I don't want it to scroll off the visible page - that's the whole point of my question. From my understanding of HTML and CSS, it shouldn't. (And it doesn't in Firefox and Safari, although Safari has trouble in one spot.)
What type of information is your form gathering?
This example represents lots of forms, actually - it is a complex dynamic interface to a highly relational database about people contacts, event attendance, donations, action logs, etc. It has many pages and sometimes several forms per page, and some of the forms change content based on the data in the database. The most notable example of that is the "categories". On the most-used page, a page that shows all the related data about a given person, the first of several sections has a checkbox for every possible "category" that the person could be in, so that a user can check or uncheck any of them and save the changes right there. Those categories can be created by the users of the database, and can get pretty numerous - one installation I just looked at has 78 of them.

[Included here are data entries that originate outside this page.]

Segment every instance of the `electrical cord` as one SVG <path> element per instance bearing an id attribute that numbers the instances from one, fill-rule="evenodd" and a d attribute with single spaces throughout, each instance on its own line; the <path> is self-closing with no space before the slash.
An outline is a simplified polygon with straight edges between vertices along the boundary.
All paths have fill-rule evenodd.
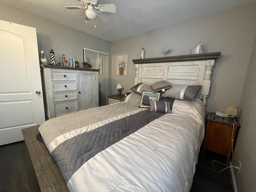
<path id="1" fill-rule="evenodd" d="M 232 136 L 231 136 L 231 142 L 232 143 L 232 158 L 234 158 L 233 146 L 234 146 L 234 140 L 233 139 L 233 136 L 234 135 L 234 130 L 235 129 L 235 124 L 234 124 L 234 121 L 232 121 L 232 122 L 233 123 L 233 130 L 232 130 Z M 217 162 L 220 163 L 220 164 L 222 164 L 223 165 L 224 165 L 225 166 L 227 166 L 228 167 L 226 167 L 226 168 L 224 168 L 223 169 L 222 169 L 222 170 L 221 170 L 220 171 L 217 171 L 215 169 L 215 168 L 214 167 L 214 166 L 213 165 L 213 162 Z M 231 168 L 232 167 L 234 167 L 234 168 L 236 168 L 236 169 L 238 169 L 238 173 L 239 173 L 239 172 L 240 169 L 240 167 L 237 167 L 236 166 L 226 165 L 225 165 L 225 164 L 224 164 L 220 162 L 219 161 L 216 161 L 215 160 L 213 160 L 212 161 L 212 167 L 213 167 L 213 169 L 214 169 L 214 171 L 215 172 L 216 172 L 216 173 L 221 173 L 221 172 L 223 171 L 224 170 L 226 170 L 227 169 L 228 169 L 229 168 Z"/>

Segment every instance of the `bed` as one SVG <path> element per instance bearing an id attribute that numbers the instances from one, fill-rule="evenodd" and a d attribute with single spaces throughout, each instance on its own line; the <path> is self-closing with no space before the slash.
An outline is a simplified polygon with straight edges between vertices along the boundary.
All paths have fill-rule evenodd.
<path id="1" fill-rule="evenodd" d="M 142 96 L 135 91 L 123 102 L 41 126 L 45 146 L 69 190 L 189 192 L 204 134 L 212 71 L 220 54 L 133 60 L 134 87 L 163 81 L 185 89 L 201 86 L 192 100 L 168 100 L 170 113 L 138 107 Z"/>

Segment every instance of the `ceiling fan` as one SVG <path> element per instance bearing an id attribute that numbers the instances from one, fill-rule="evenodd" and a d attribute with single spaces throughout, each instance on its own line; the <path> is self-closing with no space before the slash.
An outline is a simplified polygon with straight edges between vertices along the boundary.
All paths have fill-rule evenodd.
<path id="1" fill-rule="evenodd" d="M 98 0 L 76 0 L 76 1 L 83 4 L 84 6 L 65 6 L 68 9 L 86 9 L 86 18 L 89 20 L 95 18 L 98 14 L 102 12 L 116 12 L 116 6 L 114 4 L 98 4 Z"/>

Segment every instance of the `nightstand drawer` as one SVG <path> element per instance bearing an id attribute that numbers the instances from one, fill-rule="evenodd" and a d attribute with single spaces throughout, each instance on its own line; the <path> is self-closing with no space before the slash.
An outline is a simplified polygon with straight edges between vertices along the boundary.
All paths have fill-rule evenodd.
<path id="1" fill-rule="evenodd" d="M 77 111 L 76 100 L 54 103 L 55 116 Z"/>
<path id="2" fill-rule="evenodd" d="M 52 90 L 53 91 L 72 91 L 76 90 L 76 82 L 52 83 Z"/>
<path id="3" fill-rule="evenodd" d="M 75 81 L 76 80 L 75 72 L 52 72 L 53 81 Z"/>
<path id="4" fill-rule="evenodd" d="M 67 92 L 66 93 L 54 93 L 53 100 L 54 102 L 66 101 L 76 99 L 76 92 Z"/>

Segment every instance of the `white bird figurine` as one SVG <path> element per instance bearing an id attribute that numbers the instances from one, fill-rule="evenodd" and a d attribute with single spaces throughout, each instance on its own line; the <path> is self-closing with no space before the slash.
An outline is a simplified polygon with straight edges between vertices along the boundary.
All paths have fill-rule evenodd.
<path id="1" fill-rule="evenodd" d="M 44 57 L 44 51 L 42 51 L 41 52 L 41 59 L 40 59 L 40 61 L 43 65 L 45 64 L 47 64 L 48 63 L 47 59 Z"/>

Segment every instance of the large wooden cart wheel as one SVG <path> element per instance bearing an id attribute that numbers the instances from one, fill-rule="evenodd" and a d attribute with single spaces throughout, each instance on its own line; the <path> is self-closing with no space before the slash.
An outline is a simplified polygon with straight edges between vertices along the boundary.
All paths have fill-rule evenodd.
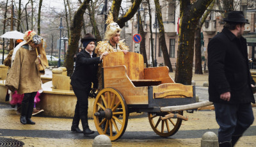
<path id="1" fill-rule="evenodd" d="M 108 135 L 111 141 L 122 137 L 127 125 L 129 113 L 125 100 L 116 89 L 107 88 L 99 93 L 93 114 L 94 123 L 100 134 Z M 107 134 L 108 128 L 110 133 Z"/>
<path id="2" fill-rule="evenodd" d="M 164 117 L 171 112 L 148 112 L 148 120 L 154 132 L 163 137 L 169 137 L 174 135 L 180 128 L 182 120 L 180 118 L 169 118 L 161 120 L 160 117 Z M 180 115 L 183 115 L 183 111 L 177 112 Z"/>

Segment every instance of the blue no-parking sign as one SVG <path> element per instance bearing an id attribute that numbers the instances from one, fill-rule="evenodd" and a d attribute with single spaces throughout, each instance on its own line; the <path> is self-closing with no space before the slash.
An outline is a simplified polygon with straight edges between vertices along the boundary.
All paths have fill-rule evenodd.
<path id="1" fill-rule="evenodd" d="M 135 43 L 140 43 L 141 41 L 141 36 L 139 34 L 135 34 L 133 35 L 132 39 Z"/>

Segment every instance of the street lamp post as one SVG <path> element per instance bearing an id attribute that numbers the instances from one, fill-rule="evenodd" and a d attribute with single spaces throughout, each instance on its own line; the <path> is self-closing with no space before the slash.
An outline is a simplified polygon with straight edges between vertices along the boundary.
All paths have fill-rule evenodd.
<path id="1" fill-rule="evenodd" d="M 62 27 L 62 18 L 60 18 L 60 51 L 59 51 L 59 61 L 58 61 L 58 67 L 60 67 L 60 62 L 61 62 L 61 59 L 60 59 L 60 52 L 61 52 L 61 29 L 63 27 Z"/>
<path id="2" fill-rule="evenodd" d="M 158 24 L 157 24 L 157 17 L 156 15 L 156 20 L 155 23 L 154 24 L 154 27 L 156 28 L 156 43 L 155 43 L 155 61 L 154 61 L 154 65 L 155 66 L 157 66 L 157 61 L 156 59 L 156 39 L 157 37 L 157 27 L 158 27 Z"/>
<path id="3" fill-rule="evenodd" d="M 63 42 L 64 42 L 64 59 L 66 57 L 66 42 L 68 40 L 66 38 L 66 36 L 63 36 Z"/>

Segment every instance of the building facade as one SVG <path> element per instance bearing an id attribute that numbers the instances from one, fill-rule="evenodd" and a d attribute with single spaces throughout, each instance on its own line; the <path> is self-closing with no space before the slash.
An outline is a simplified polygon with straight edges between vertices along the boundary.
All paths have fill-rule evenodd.
<path id="1" fill-rule="evenodd" d="M 179 4 L 179 1 L 175 0 L 160 0 L 160 5 L 161 6 L 161 12 L 163 16 L 163 21 L 165 31 L 165 39 L 166 43 L 168 50 L 168 54 L 170 56 L 170 59 L 171 61 L 173 68 L 175 68 L 175 64 L 177 62 L 177 49 L 179 45 L 179 11 L 180 7 Z M 246 4 L 247 4 L 247 3 Z M 149 17 L 149 11 L 148 4 L 145 1 L 142 3 L 140 6 L 140 15 L 142 18 L 142 22 L 143 25 L 143 30 L 146 33 L 145 36 L 145 46 L 147 56 L 148 59 L 148 65 L 151 65 L 154 61 L 152 59 L 152 49 L 151 49 L 151 40 L 153 42 L 153 54 L 154 58 L 156 57 L 156 60 L 157 62 L 157 65 L 164 65 L 163 52 L 161 51 L 161 45 L 159 43 L 159 28 L 156 25 L 156 8 L 155 4 L 153 0 L 150 1 L 150 6 L 151 6 L 151 13 L 152 15 L 152 25 L 150 25 L 150 17 Z M 254 6 L 255 7 L 255 6 Z M 244 33 L 255 33 L 255 20 L 256 20 L 256 12 L 254 11 L 255 9 L 250 8 L 250 9 L 246 6 L 241 6 L 240 4 L 237 6 L 237 10 L 242 10 L 246 15 L 247 19 L 248 19 L 250 24 L 246 24 L 245 26 Z M 204 35 L 204 45 L 202 47 L 202 59 L 205 59 L 206 61 L 202 62 L 204 65 L 204 63 L 207 63 L 207 47 L 209 41 L 214 36 L 215 36 L 218 32 L 221 32 L 223 26 L 224 25 L 224 22 L 223 20 L 223 17 L 221 17 L 221 10 L 218 10 L 218 7 L 216 6 L 211 12 L 210 14 L 207 17 L 205 23 L 204 24 L 202 28 L 202 33 Z M 134 15 L 134 17 L 131 19 L 127 23 L 125 27 L 125 33 L 129 35 L 131 38 L 133 35 L 138 33 L 138 17 Z M 150 27 L 152 28 L 152 40 L 150 38 Z M 194 37 L 194 36 L 191 36 Z M 137 51 L 135 48 L 135 42 L 132 41 L 132 38 L 129 40 L 131 43 L 128 43 L 131 52 Z M 253 47 L 248 46 L 248 52 L 249 57 L 251 58 L 253 52 L 252 49 L 255 49 Z M 255 56 L 254 57 L 255 57 Z M 195 61 L 195 58 L 194 58 Z"/>

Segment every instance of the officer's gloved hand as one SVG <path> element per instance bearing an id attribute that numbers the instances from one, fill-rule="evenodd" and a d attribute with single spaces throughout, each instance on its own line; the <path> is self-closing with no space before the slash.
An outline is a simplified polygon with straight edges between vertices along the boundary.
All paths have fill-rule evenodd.
<path id="1" fill-rule="evenodd" d="M 92 88 L 89 92 L 89 97 L 95 98 L 97 97 L 97 90 L 95 88 Z"/>

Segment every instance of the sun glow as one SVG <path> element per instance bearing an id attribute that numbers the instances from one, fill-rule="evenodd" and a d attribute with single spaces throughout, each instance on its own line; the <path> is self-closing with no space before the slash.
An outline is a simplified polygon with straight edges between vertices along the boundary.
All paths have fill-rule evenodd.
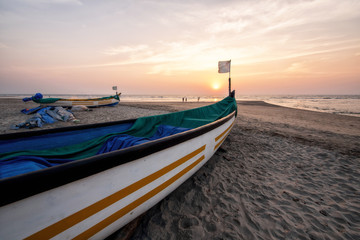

I agree that it would be easier to find a particular category if they were all lined up, but since there are other sections of useful information (and other forms) below that section, I don't want to put each of those 78 checkboxes on its own line, and I don't think my users would want me to, either - the page is already long enough.
That example layout would confuse most people.
Perhaps, but this database application has been used by dozens of people, and no one has complained yet - instead of wanting it simpler, they always ask for more features, which causes the pages to become even more complex and long.
 
Wow!!! that had me reaching for the close button fairly quickly!


Do you want people to fill in the form fields or stare at it in total bewilderment?

Think about about usability.

Chris.

Indifference will be the downfall of mankind, but who cares?
Time flies like an arrow, however, fruit flies like a banana.